Re: Incompleteness of Cantor's enumeration of the rational numbers (extra-ordinary)

On 19.11.2024 17:26, Jim Burns wrote:

On 11/19/2024 6:01 AM, WM wrote:

That implies that
our well-known intervals

 Sets with different intervals are different.
Our sets do not change.

The intervals before and after shifting are not different. Only their positions are.
Is the set {1} different from the set {1} because they have different positions? Is the set {1} in 1, 2, 3, ... different from the set {1} in -oo, ..., -1, 0, 1,... oo?

Sets of our well.known.intervals
can match some proper supersets without growing

They cannot match the rational numbers without covering the whole positive real line. That means the relative covering has increased from 1/5 to 1.

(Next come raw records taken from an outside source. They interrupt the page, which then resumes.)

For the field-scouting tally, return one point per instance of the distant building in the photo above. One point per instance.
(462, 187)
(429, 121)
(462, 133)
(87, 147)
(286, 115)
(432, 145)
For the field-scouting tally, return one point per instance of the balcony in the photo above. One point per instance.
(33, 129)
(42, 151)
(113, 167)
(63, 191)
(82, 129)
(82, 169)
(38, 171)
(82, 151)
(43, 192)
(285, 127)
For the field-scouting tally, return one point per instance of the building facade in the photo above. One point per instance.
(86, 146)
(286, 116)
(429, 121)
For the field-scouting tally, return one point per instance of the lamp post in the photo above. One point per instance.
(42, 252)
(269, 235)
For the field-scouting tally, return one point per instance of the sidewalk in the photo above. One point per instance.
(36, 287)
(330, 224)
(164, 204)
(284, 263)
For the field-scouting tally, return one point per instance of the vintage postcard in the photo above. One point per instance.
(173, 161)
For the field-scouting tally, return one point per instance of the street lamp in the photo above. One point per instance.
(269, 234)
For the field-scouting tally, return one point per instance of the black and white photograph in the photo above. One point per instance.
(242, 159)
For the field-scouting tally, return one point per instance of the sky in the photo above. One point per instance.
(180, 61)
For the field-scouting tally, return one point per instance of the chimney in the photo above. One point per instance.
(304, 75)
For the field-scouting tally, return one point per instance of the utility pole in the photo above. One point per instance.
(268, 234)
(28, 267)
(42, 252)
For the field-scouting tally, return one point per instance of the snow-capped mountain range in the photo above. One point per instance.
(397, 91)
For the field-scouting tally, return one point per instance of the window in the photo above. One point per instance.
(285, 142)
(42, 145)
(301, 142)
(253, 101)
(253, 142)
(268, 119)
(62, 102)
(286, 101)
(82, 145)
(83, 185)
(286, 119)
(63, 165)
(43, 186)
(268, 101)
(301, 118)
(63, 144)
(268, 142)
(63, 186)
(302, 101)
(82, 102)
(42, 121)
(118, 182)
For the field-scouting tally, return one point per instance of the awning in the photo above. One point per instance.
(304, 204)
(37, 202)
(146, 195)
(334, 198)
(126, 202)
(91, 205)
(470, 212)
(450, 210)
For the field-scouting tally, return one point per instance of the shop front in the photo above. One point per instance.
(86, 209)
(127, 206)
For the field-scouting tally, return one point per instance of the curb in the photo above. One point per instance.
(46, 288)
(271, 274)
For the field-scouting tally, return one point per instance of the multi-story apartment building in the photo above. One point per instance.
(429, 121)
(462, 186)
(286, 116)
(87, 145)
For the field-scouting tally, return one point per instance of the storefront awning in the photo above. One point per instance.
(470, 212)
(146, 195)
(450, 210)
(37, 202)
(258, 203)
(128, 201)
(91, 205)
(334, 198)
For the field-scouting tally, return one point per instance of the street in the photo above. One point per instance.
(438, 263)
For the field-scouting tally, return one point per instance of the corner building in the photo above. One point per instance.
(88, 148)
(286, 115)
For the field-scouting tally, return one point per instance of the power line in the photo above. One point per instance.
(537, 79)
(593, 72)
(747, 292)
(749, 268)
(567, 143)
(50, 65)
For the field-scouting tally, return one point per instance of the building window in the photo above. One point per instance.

Relative covering isn't measure.

It is a measure! For every finite interval between natural numbers n and m the covered part is 1/5.

You haven't defined 'relative covering'.
Giving examples isn't a definition.

If you are really too stupid to understand relative covering for finite intervals, then I will help you. But I can't believe that it is worthwhile. Your only reason of not knowing it is to defend set theory which has been destroyed by my argument.

I claim that there are functions f:ℝ→ℝ
such that
⟨ f(⅟1) f(⅟2) f(⅟3) ... ⟩  =
⟨ ⅟5    ⅟5    ⅟5    ... ⟩
and  f(0)  =  1

Not in case of geometric shifting. All definable intervals fail in all definable positions.

 

So you deny analysis or / and geometry.

 I deny what you think analysis and geometry are.
I accept infinite sets
and discontinuous functions

Discontinuity is not acceptable in the geometry of shifting intervals.

What is it you (WM) accuse infinite sets of,
other than not being finite?

Nothing against infinite sets. I accuse matheologians to try to deceive.

 Note:
An infinite set
can match some proper supersets without growing

I have proven that this is nonsense.
Regards, WM